We are members of the bar of the Commonwealth of Virginia and are not purporting to be experts on, or generally familiar with, or qualified to express legal conclusions based upon, laws of any state or jurisdiction other than the federal laws of the United States of America and the Commonwealth of Virginia and we express no opinion as to the effect of the laws of any other jurisdiction or as to the securities or blue sky laws of any state (including, without limitation, Virginia), municipal law or the laws of any local agencies within any state (including, without limitation, Virginia). This opinion is limited to the matters stated herein, and no opinion is implied or may be inferred beyond the matters expressly stated herein.
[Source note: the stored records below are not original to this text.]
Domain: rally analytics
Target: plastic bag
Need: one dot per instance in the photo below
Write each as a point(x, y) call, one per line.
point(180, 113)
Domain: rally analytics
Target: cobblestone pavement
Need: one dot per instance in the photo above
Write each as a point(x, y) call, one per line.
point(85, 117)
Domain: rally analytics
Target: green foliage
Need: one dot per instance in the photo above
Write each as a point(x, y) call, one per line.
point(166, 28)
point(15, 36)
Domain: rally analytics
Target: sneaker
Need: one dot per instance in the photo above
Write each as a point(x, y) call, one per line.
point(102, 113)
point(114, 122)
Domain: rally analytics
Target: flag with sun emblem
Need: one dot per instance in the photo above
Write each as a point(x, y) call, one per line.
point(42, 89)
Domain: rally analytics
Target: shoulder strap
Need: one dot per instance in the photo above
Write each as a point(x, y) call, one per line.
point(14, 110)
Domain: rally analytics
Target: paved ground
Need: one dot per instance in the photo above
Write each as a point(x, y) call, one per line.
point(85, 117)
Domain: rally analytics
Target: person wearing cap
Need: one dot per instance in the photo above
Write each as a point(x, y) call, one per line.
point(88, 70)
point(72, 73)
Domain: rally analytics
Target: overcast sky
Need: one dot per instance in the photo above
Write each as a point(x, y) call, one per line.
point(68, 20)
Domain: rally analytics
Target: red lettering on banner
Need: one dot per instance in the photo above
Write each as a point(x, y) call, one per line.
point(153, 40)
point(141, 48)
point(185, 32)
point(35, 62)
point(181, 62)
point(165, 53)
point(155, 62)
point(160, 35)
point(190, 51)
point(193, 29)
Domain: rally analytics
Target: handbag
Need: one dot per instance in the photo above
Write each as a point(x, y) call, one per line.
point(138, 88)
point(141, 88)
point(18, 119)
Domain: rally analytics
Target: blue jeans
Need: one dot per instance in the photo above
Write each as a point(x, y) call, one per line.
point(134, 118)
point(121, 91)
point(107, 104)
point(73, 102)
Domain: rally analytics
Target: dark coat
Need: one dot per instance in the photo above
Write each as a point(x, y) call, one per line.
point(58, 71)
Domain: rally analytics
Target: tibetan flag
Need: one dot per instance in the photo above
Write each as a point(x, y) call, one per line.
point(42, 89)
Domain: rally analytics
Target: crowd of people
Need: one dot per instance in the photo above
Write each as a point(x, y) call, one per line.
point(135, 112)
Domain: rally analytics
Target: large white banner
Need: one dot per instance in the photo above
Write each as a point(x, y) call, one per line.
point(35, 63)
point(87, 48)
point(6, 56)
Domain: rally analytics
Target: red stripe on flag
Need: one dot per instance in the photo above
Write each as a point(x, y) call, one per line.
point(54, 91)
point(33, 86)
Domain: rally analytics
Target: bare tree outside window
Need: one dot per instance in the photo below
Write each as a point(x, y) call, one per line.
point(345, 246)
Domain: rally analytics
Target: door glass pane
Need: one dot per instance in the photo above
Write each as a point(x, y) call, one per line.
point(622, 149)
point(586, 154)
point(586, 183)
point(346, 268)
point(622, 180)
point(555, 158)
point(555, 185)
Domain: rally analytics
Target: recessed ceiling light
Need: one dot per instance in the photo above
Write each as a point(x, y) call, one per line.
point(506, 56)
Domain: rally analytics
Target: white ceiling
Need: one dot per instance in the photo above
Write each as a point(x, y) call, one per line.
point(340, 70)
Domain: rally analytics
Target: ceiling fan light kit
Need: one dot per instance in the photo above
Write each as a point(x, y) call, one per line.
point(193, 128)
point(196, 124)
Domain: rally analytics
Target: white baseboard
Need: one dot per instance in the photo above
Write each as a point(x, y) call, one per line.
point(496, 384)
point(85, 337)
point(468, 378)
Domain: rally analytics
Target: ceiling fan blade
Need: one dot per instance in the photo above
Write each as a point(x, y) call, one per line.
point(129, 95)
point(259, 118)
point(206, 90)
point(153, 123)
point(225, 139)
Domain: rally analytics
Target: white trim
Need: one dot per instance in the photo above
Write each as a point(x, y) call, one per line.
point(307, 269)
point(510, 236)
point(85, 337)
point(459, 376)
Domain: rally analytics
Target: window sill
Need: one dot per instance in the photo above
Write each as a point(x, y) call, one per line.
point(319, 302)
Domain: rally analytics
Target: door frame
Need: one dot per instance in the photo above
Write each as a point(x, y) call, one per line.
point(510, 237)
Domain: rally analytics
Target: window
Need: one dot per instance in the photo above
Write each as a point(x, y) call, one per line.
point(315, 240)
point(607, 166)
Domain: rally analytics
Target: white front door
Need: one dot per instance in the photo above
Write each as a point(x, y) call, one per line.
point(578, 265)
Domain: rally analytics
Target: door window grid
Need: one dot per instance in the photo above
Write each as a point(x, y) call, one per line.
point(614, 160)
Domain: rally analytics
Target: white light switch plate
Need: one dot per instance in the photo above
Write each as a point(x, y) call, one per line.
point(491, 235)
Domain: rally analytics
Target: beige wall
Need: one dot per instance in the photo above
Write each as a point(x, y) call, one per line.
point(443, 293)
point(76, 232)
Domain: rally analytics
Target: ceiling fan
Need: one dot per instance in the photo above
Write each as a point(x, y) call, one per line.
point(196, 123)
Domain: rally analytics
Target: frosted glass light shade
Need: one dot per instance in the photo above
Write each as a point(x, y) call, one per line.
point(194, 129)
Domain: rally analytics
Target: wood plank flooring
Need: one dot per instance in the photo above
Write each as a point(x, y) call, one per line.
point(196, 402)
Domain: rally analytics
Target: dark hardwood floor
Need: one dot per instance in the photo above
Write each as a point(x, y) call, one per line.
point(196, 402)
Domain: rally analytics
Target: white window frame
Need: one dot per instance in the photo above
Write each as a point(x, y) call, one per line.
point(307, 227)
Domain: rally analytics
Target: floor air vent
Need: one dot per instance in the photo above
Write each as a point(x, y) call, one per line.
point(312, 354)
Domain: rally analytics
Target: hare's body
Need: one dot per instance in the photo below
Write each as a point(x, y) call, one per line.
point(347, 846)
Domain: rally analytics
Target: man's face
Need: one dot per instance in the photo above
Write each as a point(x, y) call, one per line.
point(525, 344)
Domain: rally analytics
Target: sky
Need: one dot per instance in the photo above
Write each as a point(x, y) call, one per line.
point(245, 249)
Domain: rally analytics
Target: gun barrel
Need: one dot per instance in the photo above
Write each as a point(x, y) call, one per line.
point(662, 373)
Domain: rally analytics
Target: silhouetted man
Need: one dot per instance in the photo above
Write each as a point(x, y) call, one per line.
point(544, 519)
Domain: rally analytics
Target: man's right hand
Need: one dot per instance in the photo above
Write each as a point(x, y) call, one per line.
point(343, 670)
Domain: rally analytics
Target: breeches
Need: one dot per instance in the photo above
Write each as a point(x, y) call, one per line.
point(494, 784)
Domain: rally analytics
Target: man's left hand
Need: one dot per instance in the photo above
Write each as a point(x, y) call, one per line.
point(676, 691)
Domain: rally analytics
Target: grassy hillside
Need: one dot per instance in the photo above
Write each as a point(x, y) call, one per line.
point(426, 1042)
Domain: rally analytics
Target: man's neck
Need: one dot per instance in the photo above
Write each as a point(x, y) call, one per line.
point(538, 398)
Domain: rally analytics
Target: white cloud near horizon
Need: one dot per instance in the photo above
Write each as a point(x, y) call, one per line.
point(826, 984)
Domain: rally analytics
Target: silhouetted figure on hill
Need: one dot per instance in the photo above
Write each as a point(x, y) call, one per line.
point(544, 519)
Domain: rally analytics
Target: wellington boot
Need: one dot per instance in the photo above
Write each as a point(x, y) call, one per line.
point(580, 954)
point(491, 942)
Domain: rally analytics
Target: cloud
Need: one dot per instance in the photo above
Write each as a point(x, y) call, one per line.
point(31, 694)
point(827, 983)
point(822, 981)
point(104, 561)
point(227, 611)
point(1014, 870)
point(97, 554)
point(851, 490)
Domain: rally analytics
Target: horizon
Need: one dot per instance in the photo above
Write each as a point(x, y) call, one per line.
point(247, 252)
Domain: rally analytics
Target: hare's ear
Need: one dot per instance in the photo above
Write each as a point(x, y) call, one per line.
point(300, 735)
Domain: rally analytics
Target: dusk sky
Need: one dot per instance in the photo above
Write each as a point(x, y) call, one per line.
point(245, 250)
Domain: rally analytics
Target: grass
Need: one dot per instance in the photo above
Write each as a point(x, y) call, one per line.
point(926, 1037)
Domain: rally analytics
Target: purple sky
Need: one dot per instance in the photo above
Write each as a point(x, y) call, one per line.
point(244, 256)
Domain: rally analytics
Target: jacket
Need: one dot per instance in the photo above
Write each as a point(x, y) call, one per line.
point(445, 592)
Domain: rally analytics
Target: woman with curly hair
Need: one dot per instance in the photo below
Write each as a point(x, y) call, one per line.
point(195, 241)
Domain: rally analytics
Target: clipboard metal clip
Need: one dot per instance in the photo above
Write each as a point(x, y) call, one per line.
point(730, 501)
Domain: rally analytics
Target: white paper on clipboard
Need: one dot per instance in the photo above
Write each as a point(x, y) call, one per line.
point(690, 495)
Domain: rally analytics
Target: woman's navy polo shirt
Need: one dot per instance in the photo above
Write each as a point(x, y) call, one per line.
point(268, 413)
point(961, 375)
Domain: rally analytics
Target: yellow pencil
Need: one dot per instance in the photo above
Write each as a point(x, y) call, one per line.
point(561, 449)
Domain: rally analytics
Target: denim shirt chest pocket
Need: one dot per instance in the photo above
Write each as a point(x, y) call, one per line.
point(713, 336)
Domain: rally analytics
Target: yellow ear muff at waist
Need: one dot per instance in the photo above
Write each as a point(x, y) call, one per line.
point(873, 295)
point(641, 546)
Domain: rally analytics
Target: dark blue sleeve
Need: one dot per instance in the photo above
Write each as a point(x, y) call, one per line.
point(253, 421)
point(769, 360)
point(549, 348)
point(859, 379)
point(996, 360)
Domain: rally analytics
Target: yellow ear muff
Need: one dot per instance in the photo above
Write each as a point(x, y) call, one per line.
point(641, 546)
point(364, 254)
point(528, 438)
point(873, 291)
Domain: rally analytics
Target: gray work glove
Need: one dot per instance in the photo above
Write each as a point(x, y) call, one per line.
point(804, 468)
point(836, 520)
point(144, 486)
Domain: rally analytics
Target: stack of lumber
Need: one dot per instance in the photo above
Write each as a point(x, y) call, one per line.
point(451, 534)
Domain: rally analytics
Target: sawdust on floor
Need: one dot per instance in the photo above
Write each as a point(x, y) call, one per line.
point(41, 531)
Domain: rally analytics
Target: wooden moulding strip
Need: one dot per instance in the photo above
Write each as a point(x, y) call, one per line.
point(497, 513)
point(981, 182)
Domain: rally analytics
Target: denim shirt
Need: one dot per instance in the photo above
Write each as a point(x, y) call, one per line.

This opinion is limited to the laws, including the rules and regulations under the Securities Act, as in effect on the date hereof, which laws are subject to change with possible retroactive effect.
 
Based on the foregoing and in reliance thereon, and subject to the limitations, qualifications, assumptions, exceptions and other matters set forth herein, we are of the opinion that:
 
 
1.
The Notes have been duly authorized, executed and delivered by the Company and when authenticated in accordance with the provisions of the Indenture and duly delivered to and paid for by the Underwriters pursuant to the Underwriting Agreement, the Notes will constitute valid and binding obligations of the Company, enforceable in accordance with their terms to the extent such matters are governed by the laws of the Commonwealth of Virginia, except to the extent that enforcement thereof may be limited by (a) bankruptcy, insolvency, reorganization, fraudulent conveyance, moratorium or other similar laws now or hereafter in effect relating to creditors’ rights generally, (b) general principles of equity (regardless of whether enforceability is considered in a proceeding at law or in equity), (c) public policy considerations which may limit the rights of parties to obtain remedies, or (d) the waivers of any usury defense contained in the Indenture or Notes which may be unenforceable.
 
 
 

 
 
Our opinion is as of the date hereof and we have no responsibility to update this opinion for events and circumstances occurring after the date hereof or as to facts relating to prior events that are subsequently brought to our attention and we disavow any undertaking to advise you of any changes in law.
 
We hereby consent to the filing of this opinion as an exhibit to a Current Report on Form 8-K to be filed by the Company on the date hereof and its incorporation by reference into the Registration Statement and to the use of our name in the Base Prospectus under the caption “Legal Matters” and in the Final Prospectus Supplement under the caption “Validity of Securities”, each constituting a part of such Registration Statement. In giving this consent, we do not hereby admit that we come within the category of persons whose consent is required under Section 7 of the Act, or the rules or regulations of the Commission promulgated thereunder.